Mursili II (also spelled Mursilis II) was a king of the Hittite Empire (New kingdom) c. 1330–1295 BC (middle chronology) or 1321–1295 BC (short chronology).

King of the Hittites

Mursili was the third born son of King Suppiluliuma I, one of the most powerful men to rule over the Hittite Empire,  and Queen Henti. He was the younger brother of Arnuwanda II, he also had a sister and one more brother.

Mursili assumed the Hittite throne after the premature death of Arnuwanda II who, like their father, fell victim to the plague which ravaged the Hatti in the 1330s BC. He was greeted with contempt by Hatti's enemies and faced numerous rebellions early in his reign, the most serious of which were those initiated by the Kaskas in the mountains of Anatolia, but also by the Arzawa kingdom in southwest Asia Minor and the Hayasa-Azzi confederation in the Armenian Highlands. This was because he was perceived to be an inexperienced ruler who only became king due to the early death of Arnuwanda. Mursili records the scorn of his foes in his Annals:

While Mursili was a young and inexperienced king, he was almost certainly not a child when he took the Hittite throne and must have reached an age to be capable of ruling in his own right. Had he been a child, other arrangements would have been made to secure the stability of the Empire; Mursili after all had two surviving elder brothers who served as the viceroys of Carchemish (i.e.: Sarri-Kush) and Aleppo respectively.

Mursili II would prove to be more than a match for his successful father, in his military deeds and diplomacy. The Annals for the first ten years of his reign have survived and record that he carried out punitive campaigns against the Kaska tribes in the first two years of his reign in order to secure his kingdom's northern borders. The king then turned to the West to resist the aggression of Uhhaziti, king of Arzawa, who was attempting to lure away Hittite allies into his camp. During his ninth year his cupbearer Nuvanza decisively defeated Hayasan forces at the Battle of Ganuvara, after which the Hayasa-Azzi would be reduced to Hittite vassals. The Annals also reveal that an "omen of the sun," or solar eclipse, occurred in his tenth year as king, just as he was about to launch his campaign against the Kaska peoples.

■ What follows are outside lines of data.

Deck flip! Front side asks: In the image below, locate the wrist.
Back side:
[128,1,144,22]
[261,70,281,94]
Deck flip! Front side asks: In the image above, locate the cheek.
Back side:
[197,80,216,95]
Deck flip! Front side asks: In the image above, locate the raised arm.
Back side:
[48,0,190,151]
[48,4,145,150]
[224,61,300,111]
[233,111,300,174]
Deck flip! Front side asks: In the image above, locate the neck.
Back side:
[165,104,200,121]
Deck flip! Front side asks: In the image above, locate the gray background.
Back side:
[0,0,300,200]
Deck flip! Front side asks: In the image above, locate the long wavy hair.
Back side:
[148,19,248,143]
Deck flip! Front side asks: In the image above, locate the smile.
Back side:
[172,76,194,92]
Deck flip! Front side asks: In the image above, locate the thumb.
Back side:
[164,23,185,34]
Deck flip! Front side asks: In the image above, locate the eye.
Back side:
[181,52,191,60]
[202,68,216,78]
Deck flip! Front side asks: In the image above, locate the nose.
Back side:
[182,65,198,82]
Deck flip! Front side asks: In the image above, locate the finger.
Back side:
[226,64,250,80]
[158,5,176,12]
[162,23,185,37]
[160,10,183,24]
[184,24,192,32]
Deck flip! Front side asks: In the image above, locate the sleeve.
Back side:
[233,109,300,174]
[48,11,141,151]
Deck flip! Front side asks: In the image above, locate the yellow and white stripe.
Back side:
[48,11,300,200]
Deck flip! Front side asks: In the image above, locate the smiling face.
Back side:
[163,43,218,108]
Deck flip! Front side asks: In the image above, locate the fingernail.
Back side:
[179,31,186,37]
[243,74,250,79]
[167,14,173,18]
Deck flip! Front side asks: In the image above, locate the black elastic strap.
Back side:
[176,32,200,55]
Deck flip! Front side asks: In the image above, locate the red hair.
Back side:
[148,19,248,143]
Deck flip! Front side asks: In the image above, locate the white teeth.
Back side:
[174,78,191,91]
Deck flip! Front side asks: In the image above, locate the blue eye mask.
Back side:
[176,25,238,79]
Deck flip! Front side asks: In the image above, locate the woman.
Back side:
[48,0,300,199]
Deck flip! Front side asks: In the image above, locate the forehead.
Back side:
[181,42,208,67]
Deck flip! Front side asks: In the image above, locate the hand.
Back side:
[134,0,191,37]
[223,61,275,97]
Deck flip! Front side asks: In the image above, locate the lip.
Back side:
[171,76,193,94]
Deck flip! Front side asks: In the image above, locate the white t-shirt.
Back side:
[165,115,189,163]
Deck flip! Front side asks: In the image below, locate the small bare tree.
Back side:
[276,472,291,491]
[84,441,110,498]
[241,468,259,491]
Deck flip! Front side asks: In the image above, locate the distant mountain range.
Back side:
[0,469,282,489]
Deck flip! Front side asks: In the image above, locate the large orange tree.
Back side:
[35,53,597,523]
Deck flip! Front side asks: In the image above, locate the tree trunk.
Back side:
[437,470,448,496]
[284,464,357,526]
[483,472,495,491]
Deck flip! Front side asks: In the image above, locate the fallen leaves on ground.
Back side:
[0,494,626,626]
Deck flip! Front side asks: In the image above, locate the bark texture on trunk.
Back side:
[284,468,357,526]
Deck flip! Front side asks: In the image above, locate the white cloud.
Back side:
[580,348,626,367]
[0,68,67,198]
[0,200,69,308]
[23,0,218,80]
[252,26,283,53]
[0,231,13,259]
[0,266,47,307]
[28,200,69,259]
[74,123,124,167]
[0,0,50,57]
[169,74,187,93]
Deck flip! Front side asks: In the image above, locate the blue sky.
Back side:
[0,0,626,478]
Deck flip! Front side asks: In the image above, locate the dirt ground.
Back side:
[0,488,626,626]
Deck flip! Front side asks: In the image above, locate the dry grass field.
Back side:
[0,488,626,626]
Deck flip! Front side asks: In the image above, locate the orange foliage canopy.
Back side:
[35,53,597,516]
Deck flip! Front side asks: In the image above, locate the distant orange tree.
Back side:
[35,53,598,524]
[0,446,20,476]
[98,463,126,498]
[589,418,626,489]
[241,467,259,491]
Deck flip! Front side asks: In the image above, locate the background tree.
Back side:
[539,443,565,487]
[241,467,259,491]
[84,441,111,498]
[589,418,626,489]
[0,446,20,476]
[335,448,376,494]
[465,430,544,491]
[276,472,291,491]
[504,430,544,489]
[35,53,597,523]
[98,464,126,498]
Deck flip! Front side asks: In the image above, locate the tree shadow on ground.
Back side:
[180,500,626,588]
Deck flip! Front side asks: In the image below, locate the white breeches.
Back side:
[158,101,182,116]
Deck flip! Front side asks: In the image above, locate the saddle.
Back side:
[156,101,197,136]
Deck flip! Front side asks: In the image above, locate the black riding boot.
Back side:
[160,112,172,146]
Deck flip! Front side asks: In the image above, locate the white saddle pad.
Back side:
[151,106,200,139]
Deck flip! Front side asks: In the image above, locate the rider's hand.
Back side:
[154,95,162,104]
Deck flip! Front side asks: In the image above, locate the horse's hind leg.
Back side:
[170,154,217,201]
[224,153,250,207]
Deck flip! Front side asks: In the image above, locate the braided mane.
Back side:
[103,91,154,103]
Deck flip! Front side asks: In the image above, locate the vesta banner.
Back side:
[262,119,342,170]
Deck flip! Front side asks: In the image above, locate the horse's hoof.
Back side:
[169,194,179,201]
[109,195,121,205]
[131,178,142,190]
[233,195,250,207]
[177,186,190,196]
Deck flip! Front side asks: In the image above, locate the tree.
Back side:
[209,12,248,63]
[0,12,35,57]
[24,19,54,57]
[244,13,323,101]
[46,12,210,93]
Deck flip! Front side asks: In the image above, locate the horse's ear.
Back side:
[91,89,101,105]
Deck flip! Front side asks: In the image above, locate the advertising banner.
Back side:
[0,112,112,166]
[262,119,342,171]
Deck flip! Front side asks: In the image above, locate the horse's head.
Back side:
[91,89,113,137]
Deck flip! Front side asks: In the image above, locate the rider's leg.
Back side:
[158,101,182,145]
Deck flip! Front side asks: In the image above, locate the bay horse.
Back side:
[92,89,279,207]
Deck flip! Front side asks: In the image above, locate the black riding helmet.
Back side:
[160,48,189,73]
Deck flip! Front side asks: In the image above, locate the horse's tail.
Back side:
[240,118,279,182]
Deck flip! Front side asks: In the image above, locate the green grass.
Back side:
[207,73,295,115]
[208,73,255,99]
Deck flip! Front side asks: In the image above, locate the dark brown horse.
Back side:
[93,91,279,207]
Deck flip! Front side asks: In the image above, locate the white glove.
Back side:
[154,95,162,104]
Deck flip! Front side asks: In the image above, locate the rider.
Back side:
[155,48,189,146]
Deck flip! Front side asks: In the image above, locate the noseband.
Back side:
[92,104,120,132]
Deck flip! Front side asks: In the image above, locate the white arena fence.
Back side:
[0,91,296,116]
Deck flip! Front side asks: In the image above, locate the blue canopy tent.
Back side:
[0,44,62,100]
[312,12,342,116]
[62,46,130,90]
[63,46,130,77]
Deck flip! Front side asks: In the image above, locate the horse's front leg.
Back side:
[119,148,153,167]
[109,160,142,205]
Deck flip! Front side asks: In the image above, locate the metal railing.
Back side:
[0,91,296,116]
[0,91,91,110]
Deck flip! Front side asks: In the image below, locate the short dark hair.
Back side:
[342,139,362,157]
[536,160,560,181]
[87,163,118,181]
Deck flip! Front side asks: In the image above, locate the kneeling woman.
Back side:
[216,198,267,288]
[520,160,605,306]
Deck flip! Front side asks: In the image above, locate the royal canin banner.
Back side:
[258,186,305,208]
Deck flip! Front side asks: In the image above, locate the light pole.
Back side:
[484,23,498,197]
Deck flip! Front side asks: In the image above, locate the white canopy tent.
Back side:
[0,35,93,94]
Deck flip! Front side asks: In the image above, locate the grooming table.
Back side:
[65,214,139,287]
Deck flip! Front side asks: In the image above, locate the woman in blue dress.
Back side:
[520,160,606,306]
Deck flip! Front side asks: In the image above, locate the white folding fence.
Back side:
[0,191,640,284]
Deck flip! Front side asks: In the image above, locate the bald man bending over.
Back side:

While Mursili II's highest confirmed date was his twenty-second year, he is believed to have lived beyond this date for a few more years and died after a reign of around 25 to 27 years. He was succeeded by his son Muwatalli II.

The eclipse

Mursili's Year 10 solar eclipse is of great importance for the dating of the Hittite Empire within the chronology of the Ancient Near East. There are only two possible dates for the eclipse: 24 June 1312 BC or 13 April 1308 BC. The earlier date is accepted by Hittitologists such as Trevor R. Bryce (1998), while Paul Åström (1993) has suggested the later date. However, most scholars accept the 1312 BC event because this eclipse's effects would have been particularly dramatic with a near total eclipse over the Peloponnese region and Anatolia (where Mursili II was campaigning) around noon. In contrast, the 1308 BC astronomical event began in Arabia and then travelled eastwards in a northeasterly direction; it only reached its maximum impact over Mongolia and Central Asia. It occurred over Anatolia around 8:20 in the morning making it less noticeable.

Family
Mursili is known to have had several children with his first wife Gassulawiya including three sons named Muwatalli, Hattusili III and Halpasulupi. A daughter named Massanauzzi (referred to as Matanaza in correspondence with the Egyptian king Ramesses II) was married to Masturi, a ruler of a vassal state. Mursili had further sons with a second wife named Tanuhepa. The names of the sons of this second wife have not been recorded however.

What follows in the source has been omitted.